Radar · 26/07/2026 · survenu le 23/07/2026 · recherche

Agentic Context Management: cinq primitives pour la mémoire et le coût des agents

Un paper sur arXiv nomme un problème que les utilisateurs d’agents en production rencontrent chaque jour : la gestion du contexte. Le contexte d’un agent, composé de l’historique de la conversation, des définitions des outils et des outputs des tools, s’accumule tour après tour. Le coût en tokens croît de manière quadratique par rapport à la longueur de la session, et l’agent perd des informations juste quand elles seraient nécessaires.

Gaurav Dadhich définit cette discipline Agentic Context Management (ACM) et la décompose en cinq primitives : architecture, ingestion, scoping, anticipation et compaction. La thèse centrale est que le contexte doit être traité comme un cycle de vie. On décide quoi se souvenir, on le structure, on choisit le bon stockage pour chaque type de donnée, on consolide et on oublie en préservant la traçabilité, on anticipe ce qui servira au tour suivant et on compacte dans un budget sans perdre ce qui compte.

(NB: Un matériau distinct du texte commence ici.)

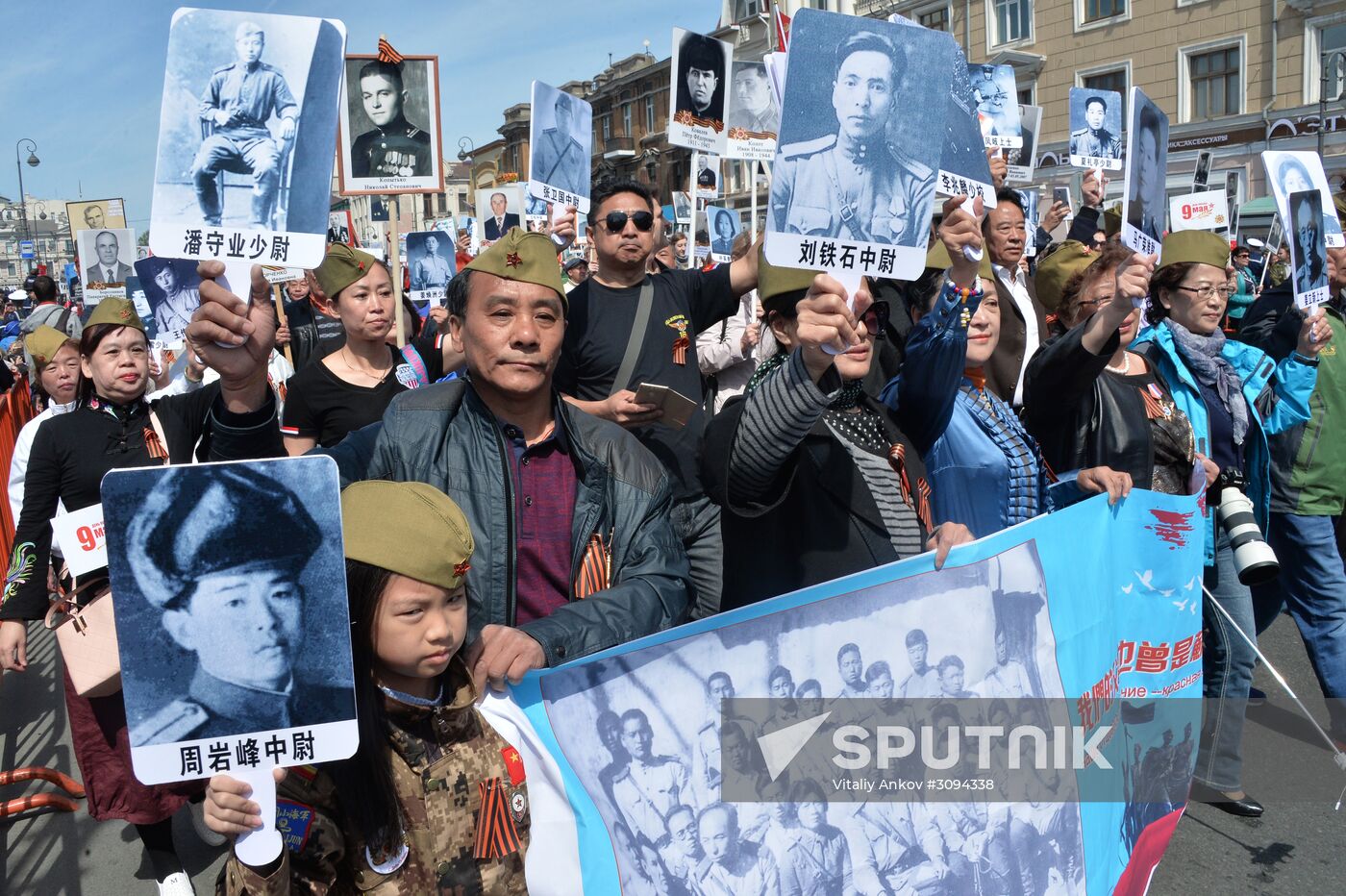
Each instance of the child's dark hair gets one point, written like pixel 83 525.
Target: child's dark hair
pixel 365 781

Pourquoi ça vous concerne. Si vous avez vu un agent se dégrader après vingt tours ou payé une facture API disproportionnée pour une session qui aurait pu se terminer en cinq étapes, le paper offre un cadre pour comprendre où ça casse. C’est le même pattern qu’Anthropic publie parmi ses recettes internes pour les agents et que le playbook De chat interminable à nouvelle session vous fait appliquer aujourd’hui, même sans infrastructure.

En détail

Ce qu’il y avait avant.

L’approche dominante de la mémoire des agents est la RAG : vous sauvegardez les données dans une base de données vectorielle et les récupérez avec une recherche par similarité quand vous en avez besoin. Ça marche pour les documents statiques, mais ça s’effondre quand le « document » est la conversation elle-même, qui croît et change à chaque tour. Le paper part de là : traiter la mémoire comme du stockage et de la récupération est trop limité.

Le cadre proposé.

ACM traite le contexte comme un cycle de vie avec cinq phases :

  1. Architecture : décider de la structure de la mémoire avant de commencer. Quels types de données vont où (historique court en contexte, faits consolidés dans un store structuré, outputs bruts dans une archive séparée).
  2. Ingestion : extraire et structurer ce qui vaut la peine d’être mémorisé, au lieu de tout sauvegarder.
  3. Scoping : filtrer par pertinence et par domaine organisationnel. Un agent en production sert une hiérarchie de domaines (personnel, équipe, organisation), car le contexte pertinent pour un utilisateur peut être inutile ou nuisible pour un autre.
  4. Anticipation : prévoir ce qui servira au tour suivant et en préparer la récupération, plutôt que d’attendre la demande explicite.
  5. Compaction : réduire le contexte à un budget prédéfini sans perdre ce qui compte. C’est la phase la plus délicate, car c’est là que se joue le compromis entre coût et exactitude.

L’argument économique.

L’argument le plus utile du paper est la mathématique du coût. Si vous accumulez du contexte sans le gérer, le coût en tokens croît quadratiquement : chaque tour relit toute l’historique. Si vous résumez brutalement à la fin du tour, le coût devient linéaire mais l’exactitude s’effondre au-delà d’un certain point, ce que le paper appelle la accuracy cliff. La compaction validée, en revanche, maintient le coût linéaire et préserve la fidélité, car elle choisit quoi compresser en fonction de ce qui sert vraiment.

Pour ceux qui ne construisent pas d’infrastructure, la leçon pratique est simple : de temps en temps, vous devez compacter le contexte d’un agent, mais avec discernement. Un résumé aveugle coupe tout de la même manière et perd les détails qui importent.

Les chiffres.

L’implémentation de référence, Maximem Synap, affiche 92% sur LongMemEval et 93,2% sur LoCoMo (données déclarées dans le paper, section 6, juillet 2026). Ce sont des benchmarks de mémoire longue qui évaluent si un agent se souvient d’informations à travers des conversations étendues. Les chiffres sont de l’auteur, sur des configurations spécifiques. Le code et les données d’évaluation sont liés dans le paper, mais une réplication indépendante n’est pas encore disponible.

Limites.

Le paper est une proposition de cadre, avec une implémentation de référence à l’appui. Les benchmarks mesurent l’exactitude du rappel, mais le paper lui-même signale ce que les benchmarks actuels ne capturent pas : latence, efficacité des tokens et résistance à la dégradation du contexte dans le temps. Le saut entre une implémentation de référence et un système multi-tenant en production est important, et le paper le reconnaît. Pour le lecteur, la valeur principale réside dans le vocabulaire et le cadre : avoir un nom pour les cinq phases aide à raisonner sur l’endroit où votre agent casse, même sans implémenter Maximem Synap.